Regarding Parking is such sweet sorrow (June 12), I live in the Tourist Club area and I have no issue with paid parking. The issue I have is with not having somewhere to park at the end of a long day at work.
I couldn't care less if the "number of those spaces was based on a tally of legal residents, and because the area is notorious for illegally overcrowded shared flats, demand far outweighs supply", as the article states.
There are far too many cars for the number of spaces allocated; people like me will be forced to move, instead of the people who are sharing illegally.
Expecting people to apply for a resident parking permit when there is no place to park is ridiculous. I regularly have to park my car and get a cab home.
Furthermore, Mawaqif is so eager to make money from fines and towing, but they don't draw the lines properly, so in our car park one car takes up two spaces.
I wish someone would help us in this situation.
Neusha Farley, Abu Dhabi
Those of us affected by this issue are obsessed with Mawaqif and the way it is making life so much harder. Please keep covering this arbitrary policy, which is the opposite of user-friendly.
I counted the cars in the before and after photos with that story: 48 cars before Mawaqif and 30 after. The other 18 cars and their drivers are, I suppose, still circling looking for a place to park.
It's hard to think of anything else that could be called an improvement that is so much the opposite.
Bill Skowron, Abu Dhabi
Dress code must be 'sold' to tourists
I am writing in response to Call for federal dress-code law (June 12). UAE malls would not survive without the tourist trade, so care needs to be taken that tourists are not frightened away.
I agree that some people dress inappropriately. Perhaps leaflets produced to inform them could advise them to cover up because of how cold it is inside the mall, and add that, by doing so, they will not be upsetting families who find their way of dressing offensive.
Alan Godfrey, Dubai
The solution to the dress-code situation is simple and wrapped up in an old saying: when in Rome, do as the Romans do. J Johannson, Abu Dhabi
HCT best placed for training role
Among the recent stories on the issue of vocational training, Dr Naji Al Madhi is on target in Call for national strategy to boost technical training (May 17).
The Higher Colleges of Technology would serve the UAE better by revisiting its initial mission focusing on two-year vocational and technical degrees.

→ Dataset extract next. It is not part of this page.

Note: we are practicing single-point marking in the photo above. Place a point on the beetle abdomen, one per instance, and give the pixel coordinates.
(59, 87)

With 17 campuses located across the country, it is in a position to meet this need rather then try to compete with Zayed University and UAE University in graduating bachelor-level graduates.
This return to HCT's former identity would need to be complemented at the secondary level and early college admission period with quality career guidance to facilitate placements in high-need vocational areas.
Coupled with this mission, HCT could serve as the primary provider of foundation/developmental courses for the country. This would reduce such need at Zayed University and UAEU. Admission standards could then be set to admit those immediately ready for college/university study to Zayed University and UAEU.
Those candidates not making the initial admission standards could qualify for foundation work at HCT, or direct admission into a prescribed vocational/technical programme.
This system would not preclude HCT students from eventually achieving a bachelor's degree. Based on two or three years of performance at an HCT campus, they could transfer to Zayed University or UAEU.
Those satisfied with the associate degree would move directly into the labour market.
Jerry McDonald, US
Price controls a help to families
Prices of 1,600 food staples frozen until end of the year (June 10) is good news for people in the UAE, and a model initiative for the rest of the world.
With so many uncertainties on the financial horizon, it must be a great relief for householders to know that they can safely budget for the cost of essential items.
Paul Gregory, UK
A precious gift for our planet's future
I applaud the work of the Mohamed bin Zayed Species Conservation Fund (Fund gives Dh2m to study rare species, June 12).
This generous gift, supporting 40 projects around the world, is not just an investment in preserving individual species but in the future of the planet our children, and their children, will inherit.